Basierend auf diesem Befund entwickelten die Wissenschaftler ein Modell, mit dem sie das Risiko einer Alzheimer-Krankheit vorhersagen können. Zu diesem Zweck untersuchten sie Blutproben von mehr als 550 Patienten mit leichten kognitiven Beeinträchtigungen. Den Informationen zufolge war in 88% der Fälle eine korrekte Vorhersage des möglichen Auftretens der Alzheimer-Krankheit innerhalb von vier Jahren möglich.

Ein wichtiger Schritt in Richtung einer frühzeitigen Diagnose

Experten haben die Methode als möglichen Durchbruch im Kampf gegen Demenz beschrieben.
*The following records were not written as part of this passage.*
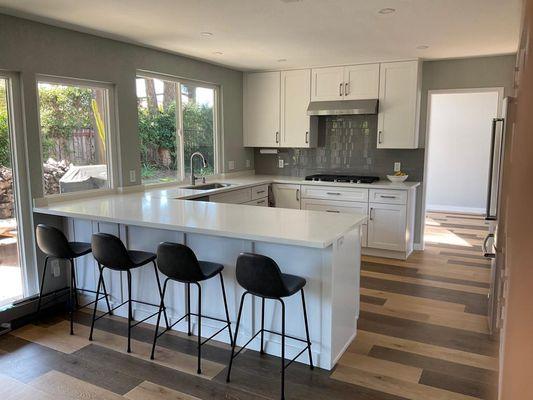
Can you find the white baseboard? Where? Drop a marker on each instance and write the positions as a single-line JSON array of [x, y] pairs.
[[447, 208]]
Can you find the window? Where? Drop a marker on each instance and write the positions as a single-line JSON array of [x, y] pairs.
[[165, 148], [75, 136]]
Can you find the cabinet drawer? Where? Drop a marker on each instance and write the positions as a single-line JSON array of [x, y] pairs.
[[258, 202], [235, 196], [388, 196], [334, 193], [259, 192]]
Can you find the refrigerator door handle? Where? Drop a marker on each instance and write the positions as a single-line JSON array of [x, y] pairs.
[[488, 215]]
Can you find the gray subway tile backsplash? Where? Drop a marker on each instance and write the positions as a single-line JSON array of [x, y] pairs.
[[347, 145]]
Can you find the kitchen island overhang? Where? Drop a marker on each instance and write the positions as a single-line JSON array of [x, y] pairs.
[[323, 248]]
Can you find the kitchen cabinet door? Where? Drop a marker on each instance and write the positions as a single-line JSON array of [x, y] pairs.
[[286, 195], [327, 84], [399, 105], [348, 207], [387, 226], [295, 97], [361, 82], [261, 109]]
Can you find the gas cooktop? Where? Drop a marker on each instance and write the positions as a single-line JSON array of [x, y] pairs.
[[342, 178]]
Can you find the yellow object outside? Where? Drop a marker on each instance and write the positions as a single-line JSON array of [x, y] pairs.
[[99, 122]]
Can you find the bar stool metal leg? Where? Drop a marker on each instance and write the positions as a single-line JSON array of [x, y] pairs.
[[282, 349], [307, 332], [100, 279], [42, 285], [130, 316], [226, 308], [262, 323], [235, 337]]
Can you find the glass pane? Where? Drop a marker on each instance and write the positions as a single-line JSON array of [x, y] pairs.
[[198, 126], [156, 106], [10, 268], [74, 137]]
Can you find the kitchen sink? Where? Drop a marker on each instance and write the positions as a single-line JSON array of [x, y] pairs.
[[208, 186]]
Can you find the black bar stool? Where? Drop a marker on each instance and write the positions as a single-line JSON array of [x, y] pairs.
[[260, 276], [110, 252], [179, 263], [53, 243]]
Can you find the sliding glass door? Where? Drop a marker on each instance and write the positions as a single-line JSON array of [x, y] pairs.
[[11, 273]]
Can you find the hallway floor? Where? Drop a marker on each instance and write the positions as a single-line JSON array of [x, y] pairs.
[[422, 336]]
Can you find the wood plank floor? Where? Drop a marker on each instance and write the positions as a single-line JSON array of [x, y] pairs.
[[422, 336]]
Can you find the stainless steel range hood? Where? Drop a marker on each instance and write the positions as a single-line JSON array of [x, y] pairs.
[[343, 107]]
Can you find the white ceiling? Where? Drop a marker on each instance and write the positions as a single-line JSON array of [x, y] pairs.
[[255, 34]]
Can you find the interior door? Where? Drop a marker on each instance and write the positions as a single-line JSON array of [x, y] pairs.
[[327, 84], [295, 97], [386, 226], [262, 109]]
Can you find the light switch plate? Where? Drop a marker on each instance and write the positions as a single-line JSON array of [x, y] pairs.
[[397, 166]]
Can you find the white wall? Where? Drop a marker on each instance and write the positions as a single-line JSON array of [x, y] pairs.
[[459, 150]]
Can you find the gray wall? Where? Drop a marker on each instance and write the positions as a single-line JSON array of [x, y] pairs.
[[478, 72], [33, 48]]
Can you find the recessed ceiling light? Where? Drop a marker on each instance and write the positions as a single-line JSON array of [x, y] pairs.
[[387, 11]]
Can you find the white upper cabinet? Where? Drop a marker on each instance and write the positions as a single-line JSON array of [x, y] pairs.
[[399, 105], [261, 106], [327, 84], [361, 82], [352, 82], [295, 97]]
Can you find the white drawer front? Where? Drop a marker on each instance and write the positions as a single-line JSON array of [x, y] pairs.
[[349, 207], [388, 196], [259, 192], [258, 202], [235, 196], [334, 193]]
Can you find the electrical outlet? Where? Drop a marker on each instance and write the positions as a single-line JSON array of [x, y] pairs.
[[397, 166], [56, 271]]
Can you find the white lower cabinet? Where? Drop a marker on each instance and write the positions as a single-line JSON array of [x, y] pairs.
[[349, 207], [286, 195], [387, 226]]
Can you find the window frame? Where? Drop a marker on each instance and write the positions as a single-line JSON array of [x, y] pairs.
[[111, 123], [217, 123]]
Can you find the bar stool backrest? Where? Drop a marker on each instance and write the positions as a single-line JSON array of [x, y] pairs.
[[110, 252], [260, 275], [52, 242], [178, 262]]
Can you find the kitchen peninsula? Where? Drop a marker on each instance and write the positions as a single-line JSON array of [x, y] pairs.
[[324, 248]]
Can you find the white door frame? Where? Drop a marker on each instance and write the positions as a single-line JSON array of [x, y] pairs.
[[499, 90], [21, 186]]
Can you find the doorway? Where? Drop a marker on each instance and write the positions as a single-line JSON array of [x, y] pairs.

Der Neurologieprofessor der Universität Oxford, Musaid Husain, sagte am Montag, die Studie könne ein wichtiger Schritt sein, „um eine frühere Diagnose zu erreichen und neue Therapien in den frühen Stadien der Krankheit zu testen“.

Rund 50 Millionen Menschen auf der ganzen Welt leiden an Alzheimer, der häufigsten Form von Demenz. Die Krankheit zerstört allmählich das Gehirngewebe und stiehlt den Betroffenen Erinnerungen.